Ah neat. And what about the case from = to? Why doesn' that deadlock in this code? (Concurrency is rather new to me)
January 22, 2013
On Monday, 21 January 2013 at 20:35:16 UTC, bearophile wrote:
> qznc:
>
>> Code: http://dpaste.dzfl.pl/e6615a53
>>
>> Any comments or improvements?
>
> I have reformatted your code a little, according to the style used in all other D entries of RosettaCode:
>
> http://codepad.org/ceDyQ8lE
>
> The usage of a sink for toString() isn't common, but it's OK.
>
> I suggest to add something to make it stop after 20 seconds or so (I run all the rosettacode entries every so often to test them, so I prefer them to not go on forever. Some entries are required to produce infinite loops, but I think this time it's not necessary).
>
>
>> I actually implemented a more scalable version than most of the other languages used, by using a lock per item instead of a single lock for the whole array.
>
> Then I suggest you to add this comment before the entry.
>
> Bye,
> bearophile

I note you always seem to use "in" in your functions and on reddit seemed to imply that this was the idiomatic way of using D yet I recall Jonathan M Davies posting that using "in" was a bad idea.
January 22, 2013
On Tuesday, 22 January 2013 at 18:10:27 UTC, cal wrote:
> On Tuesday, 22 January 2013 at 09:47:25 UTC, monarch_dodra wrote:
>> Avoids deadlock.
>>
>> imagine 2 threads:
>> a: from 2 to 5.
>> b: from 5 to 2.
>>
>> If both threads acquire their first lock, then you have a dead lock, and your program is basically dead.
>>
>> By always locking low first, you avoid the deadlock in a rather simple but elegant way.
>
> Ah neat. And what about the case from = to? Why doesn' that deadlock in this code? (Concurrency is rather new to me)
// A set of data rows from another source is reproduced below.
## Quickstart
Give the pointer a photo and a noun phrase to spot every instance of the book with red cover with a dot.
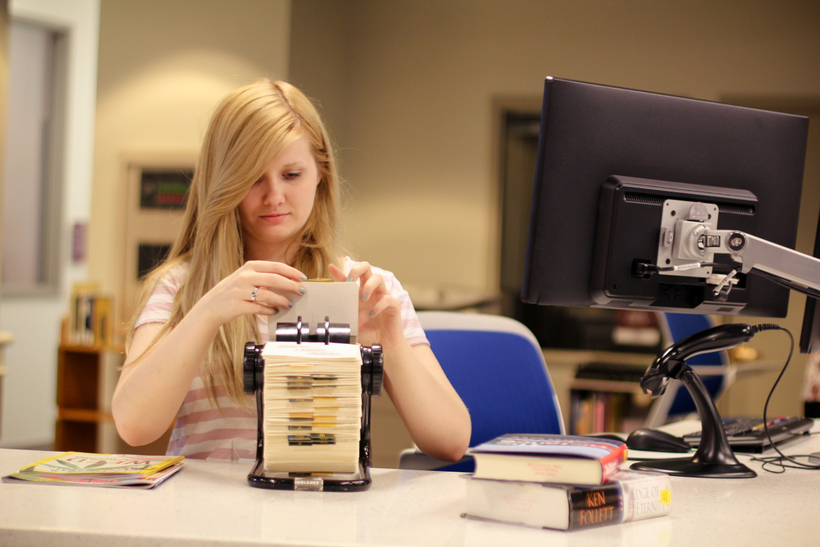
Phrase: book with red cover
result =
(627, 496)
(560, 459)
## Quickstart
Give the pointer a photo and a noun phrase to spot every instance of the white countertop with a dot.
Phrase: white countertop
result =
(211, 504)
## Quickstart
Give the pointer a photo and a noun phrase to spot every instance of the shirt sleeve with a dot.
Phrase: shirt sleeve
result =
(160, 304)
(410, 321)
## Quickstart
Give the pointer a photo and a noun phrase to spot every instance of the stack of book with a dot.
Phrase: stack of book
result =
(561, 482)
(91, 316)
(312, 407)
(111, 470)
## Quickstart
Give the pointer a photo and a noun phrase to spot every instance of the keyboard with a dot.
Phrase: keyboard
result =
(747, 434)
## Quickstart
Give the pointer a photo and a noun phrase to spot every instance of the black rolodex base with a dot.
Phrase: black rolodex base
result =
(311, 482)
(372, 377)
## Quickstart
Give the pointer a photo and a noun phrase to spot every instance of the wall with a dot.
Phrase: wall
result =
(408, 90)
(29, 390)
(164, 65)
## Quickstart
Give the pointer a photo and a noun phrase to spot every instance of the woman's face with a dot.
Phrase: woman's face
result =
(278, 205)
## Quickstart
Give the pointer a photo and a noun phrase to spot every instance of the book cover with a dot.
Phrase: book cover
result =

Because a single thread may acquire the same lock more than once. At which point, it will increment the lock counter. The lock is released when the counter reaches zero.

This allows having easy "nested" logic, where a function does not have to worry if the caller function already has a lock.
January 22, 2013
ixid:

> I note you always seem to use "in" in your functions and on reddit seemed to imply that this was the idiomatic way of using D yet I recall Jonathan M Davies posting that using "in" was a bad idea.

I think "in" is supposed to be(come) idiomatic, because it's short, and it's supposed to combine two attributes that you usually want, const and scope.

On the other hand scope for arguments is not implemented yet (and Walter doesn't show lot of interest in implementing it, I don't know why. Few days ago Hara has said he wants to try to implement scope. But it's a lot of work, so I don't know if and when he will be done). So if you annotate something with scope, and you let the reference escape, the code now compiles, but later will break.

Breaking the D code on Rosettacode is acceptable, because that site is like a wide variety of tiny test programs. So using "in" in Rosettacode is good. But if you are writing a largish D2 project, then Jonathan is right, it's better to not use "in" and scope arguments, unless you want to fix ton of future errors.